I'll take a moment and offer full apologies - I'm not trying to be mean - but I'm calling into question the rationale because based only on what is here and what is common practice, there's some unaccounted for influence. Whether that's fear of change, legacy limitations, timeline constraints, or the dreaded and invariably false _it's too late to change now_ attitude.

Finally, the reason why I compare to other ORMs from other ecosystems is to avoid any echo chambers. I'd guess there will be many people acclimated to always having to write extra code for the norm rather than the exceptional case in EF. But that kind of isolation and preference can be deadly for software communities.

or the dreaded and invariably false it's too late to change now attitude.

I'm not sure whether or not I agree with you, but on a side note if EF Core has shipped with this behavior, then it literally is too late to change unless they want to break their users and rev to v2.

Okay. Well, it's that very attitude that has ensured the same mistake was made twice. At some point you have to break the cycle. No matter what kind of reaction the user base is prone to.

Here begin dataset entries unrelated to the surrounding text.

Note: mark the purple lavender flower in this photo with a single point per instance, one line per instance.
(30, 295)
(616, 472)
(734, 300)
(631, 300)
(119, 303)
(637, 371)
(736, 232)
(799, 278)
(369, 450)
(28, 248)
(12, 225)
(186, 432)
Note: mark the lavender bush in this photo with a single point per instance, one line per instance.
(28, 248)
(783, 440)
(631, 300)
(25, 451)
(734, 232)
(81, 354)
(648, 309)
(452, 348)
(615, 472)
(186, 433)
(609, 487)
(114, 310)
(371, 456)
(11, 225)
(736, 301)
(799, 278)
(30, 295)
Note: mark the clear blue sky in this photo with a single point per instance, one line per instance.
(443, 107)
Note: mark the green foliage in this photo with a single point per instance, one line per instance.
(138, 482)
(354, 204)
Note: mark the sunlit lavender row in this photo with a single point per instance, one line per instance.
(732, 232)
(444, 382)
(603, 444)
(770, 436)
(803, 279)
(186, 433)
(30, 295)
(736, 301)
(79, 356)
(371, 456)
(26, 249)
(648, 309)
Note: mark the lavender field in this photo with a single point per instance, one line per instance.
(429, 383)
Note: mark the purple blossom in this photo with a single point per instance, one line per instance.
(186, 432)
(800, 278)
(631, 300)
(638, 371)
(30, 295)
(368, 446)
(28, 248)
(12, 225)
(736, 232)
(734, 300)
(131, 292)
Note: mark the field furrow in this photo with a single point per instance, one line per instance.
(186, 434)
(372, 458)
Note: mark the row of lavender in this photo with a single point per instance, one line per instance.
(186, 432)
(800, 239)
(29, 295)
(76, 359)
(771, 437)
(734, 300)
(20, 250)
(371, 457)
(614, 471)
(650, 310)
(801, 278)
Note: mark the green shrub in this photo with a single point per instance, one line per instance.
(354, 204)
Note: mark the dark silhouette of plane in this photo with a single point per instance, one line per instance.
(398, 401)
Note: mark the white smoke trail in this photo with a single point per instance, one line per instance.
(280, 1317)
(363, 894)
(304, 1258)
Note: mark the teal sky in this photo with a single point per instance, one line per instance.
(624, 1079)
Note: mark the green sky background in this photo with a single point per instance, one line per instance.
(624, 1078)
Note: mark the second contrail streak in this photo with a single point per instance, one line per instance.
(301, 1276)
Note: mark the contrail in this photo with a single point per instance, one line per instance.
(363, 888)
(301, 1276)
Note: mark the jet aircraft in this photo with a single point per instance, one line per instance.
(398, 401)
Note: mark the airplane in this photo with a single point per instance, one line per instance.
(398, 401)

Again, I don't think my list of benefits is mistaken in any way, so agree or not - and I still think the EF team is very bright - the rest of the community has outshone them.

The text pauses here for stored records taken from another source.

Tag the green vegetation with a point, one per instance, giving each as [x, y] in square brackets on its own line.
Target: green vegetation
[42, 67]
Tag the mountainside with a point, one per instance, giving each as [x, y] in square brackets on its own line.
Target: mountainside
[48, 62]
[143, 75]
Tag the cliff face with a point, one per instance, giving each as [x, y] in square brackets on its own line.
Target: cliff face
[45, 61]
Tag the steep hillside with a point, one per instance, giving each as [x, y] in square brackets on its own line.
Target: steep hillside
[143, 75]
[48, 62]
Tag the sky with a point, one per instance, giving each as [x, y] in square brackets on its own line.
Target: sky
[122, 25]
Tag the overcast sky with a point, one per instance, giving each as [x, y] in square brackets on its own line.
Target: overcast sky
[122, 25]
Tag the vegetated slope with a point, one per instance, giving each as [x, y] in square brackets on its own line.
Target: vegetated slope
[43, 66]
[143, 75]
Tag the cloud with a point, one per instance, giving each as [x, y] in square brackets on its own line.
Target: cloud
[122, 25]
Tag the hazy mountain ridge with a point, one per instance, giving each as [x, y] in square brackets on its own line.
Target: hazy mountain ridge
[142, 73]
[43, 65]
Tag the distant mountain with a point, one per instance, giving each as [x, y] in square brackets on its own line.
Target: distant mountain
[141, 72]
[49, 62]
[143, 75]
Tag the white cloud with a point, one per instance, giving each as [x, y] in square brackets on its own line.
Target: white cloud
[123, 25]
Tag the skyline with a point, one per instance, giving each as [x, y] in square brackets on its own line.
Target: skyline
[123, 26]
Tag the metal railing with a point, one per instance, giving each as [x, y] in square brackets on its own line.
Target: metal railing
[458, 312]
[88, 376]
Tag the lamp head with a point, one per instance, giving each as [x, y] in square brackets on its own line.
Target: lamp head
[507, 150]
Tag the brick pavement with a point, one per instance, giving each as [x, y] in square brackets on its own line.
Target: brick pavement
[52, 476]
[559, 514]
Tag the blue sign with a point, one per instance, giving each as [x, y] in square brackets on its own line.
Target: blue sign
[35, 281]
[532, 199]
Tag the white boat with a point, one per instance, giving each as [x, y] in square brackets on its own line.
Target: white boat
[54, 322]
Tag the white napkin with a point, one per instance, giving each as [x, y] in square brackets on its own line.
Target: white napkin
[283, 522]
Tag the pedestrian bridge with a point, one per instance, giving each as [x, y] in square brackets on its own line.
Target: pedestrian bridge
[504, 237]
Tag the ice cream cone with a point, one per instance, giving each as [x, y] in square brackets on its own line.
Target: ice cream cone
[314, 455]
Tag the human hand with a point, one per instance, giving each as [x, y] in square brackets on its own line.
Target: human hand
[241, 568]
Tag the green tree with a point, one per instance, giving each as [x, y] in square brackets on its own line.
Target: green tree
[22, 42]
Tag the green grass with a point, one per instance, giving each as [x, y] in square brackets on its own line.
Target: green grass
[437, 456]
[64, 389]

It's okay to give in. And in a lot of ways, isn't that what we all take "core" to mean in the .net ecosystem these days? EF should want to be as good as, if not better than the competition.

@atrauzzi Are you saying you think this should be interpreted as 1:1 by default? If that is the case, then everything else you say follows on from that. However, it is also valid to interpret it as 1:*, which is what EF does. At that point there is no longer any choice where to co-locate the FK--it has to be on the dependent, and that has to be the entity with the navigation property.

@ajcvickers - That doesn't change or address any of my points about the default behaviour.

I know how it currently works, I know how the two approaches differ, that's why I'm here.

Pretty sure I've been clear about this: I'm saying the way currently chosen is the less frequent and less desirable default. I do not agree at all that both approaches are effectively identical and solely down to preference.

I've already mentioned reasons why, and really - coming back with the same opinion seems more like a triage/discussion tactic than actually acknowledging the mistake or opportunity here.

(You can see my list of advantages above. The two approaches are not identical, so I hope laying that out here explicitly keeps people from talking past it any further.)

@atrauzzi I'm trying to understand if it is your opinion that this should be by-convention mapped as a 1:1 instead of a 1:*.